Tips to Create the Quality Customer Service
- Consider the ambience, flow, and experience from the view of the customer
Does it work from a practical point of view? User interfaces provide clear labels and messaging and provide comfort to the customer. Implement touch-point maps for larger buildings to guide your customers to their destination. This can help to avoid frustrations, delays for appointments and support them on their journey as they use the service. Implement colourful advisory boards in the lobby area. Notices can include special offers, pricing list and promote other businesses in the local area. A copy of the company’s mission statement can be included here too, showing the customer your commitment to them for their business.
- Listen to the customer
Where possible meet their needs before they know what they need. Train staff to provide a service that goes beyond meeting customer expectations. The rewards will be great for both parties – boosting customer retention and referral, and the bottom line. Host frequent measurement meetings to evaluate performance and feedback and continue to improve the service.
- Remember small gestures can really make a big difference
- Emotions play an important part of the user’s experience
Greet customers with a friendly smile. Provide them with your full attention when they enter the building
- Respond promptly to customer feedback
Customers that have a poor experience will typically walk out and tell their family and friends of their experience. At this point the opportunity to resolve the situation is lost. Ensure to ask before they leave for their feedback – asking if they are happy with the service or if they can provide recommendations for improvement
- Employ a mystery shopper
Mystery shoppers engage with your brand on all levels, taking notes on all experiences. Their discerning eye will be more critical than your average customer. The mystery shopper’s feedback can provide you with opportunities for improvement, and suggest processes that can be replaced with another idea or eliminated
- Research your customer to understand their real needs
Customer feedback can be acquired at many stages of the customer’s journey – at the point of sale or by asking them to complete a customer feedback form or to take part in a simple survey.
- Offer reward systems to loyal customers
They will value your token of gratitude and appreciate your goodwill gesture.
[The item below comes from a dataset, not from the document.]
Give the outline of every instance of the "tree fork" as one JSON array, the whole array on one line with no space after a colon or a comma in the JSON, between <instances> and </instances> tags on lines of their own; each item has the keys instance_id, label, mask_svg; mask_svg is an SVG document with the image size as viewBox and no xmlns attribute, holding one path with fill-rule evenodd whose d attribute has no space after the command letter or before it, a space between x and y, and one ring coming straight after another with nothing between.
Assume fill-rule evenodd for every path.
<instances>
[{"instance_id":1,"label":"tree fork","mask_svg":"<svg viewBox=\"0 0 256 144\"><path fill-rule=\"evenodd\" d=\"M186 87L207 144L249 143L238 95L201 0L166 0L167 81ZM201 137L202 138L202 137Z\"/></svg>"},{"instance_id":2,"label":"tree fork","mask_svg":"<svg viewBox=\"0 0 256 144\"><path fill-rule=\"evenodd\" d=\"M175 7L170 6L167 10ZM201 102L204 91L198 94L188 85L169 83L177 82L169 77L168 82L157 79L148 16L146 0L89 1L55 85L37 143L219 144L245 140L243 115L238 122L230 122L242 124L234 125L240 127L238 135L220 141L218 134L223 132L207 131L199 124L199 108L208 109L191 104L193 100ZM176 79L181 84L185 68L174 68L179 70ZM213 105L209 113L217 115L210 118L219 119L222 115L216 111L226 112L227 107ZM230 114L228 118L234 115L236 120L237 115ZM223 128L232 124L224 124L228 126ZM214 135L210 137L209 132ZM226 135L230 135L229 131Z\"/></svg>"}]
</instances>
Delivery of exceptional, rich user experiences in customer service provides dynamic and interactive processes which create a more credible service. There is added value to the customer in a meaningful way, which will prompt them to promote your service. Similar to front-line staff, customers are powerful advocates for any business – referring new service users, based on their experience. This can save a company time and money, particularly on marketing costs.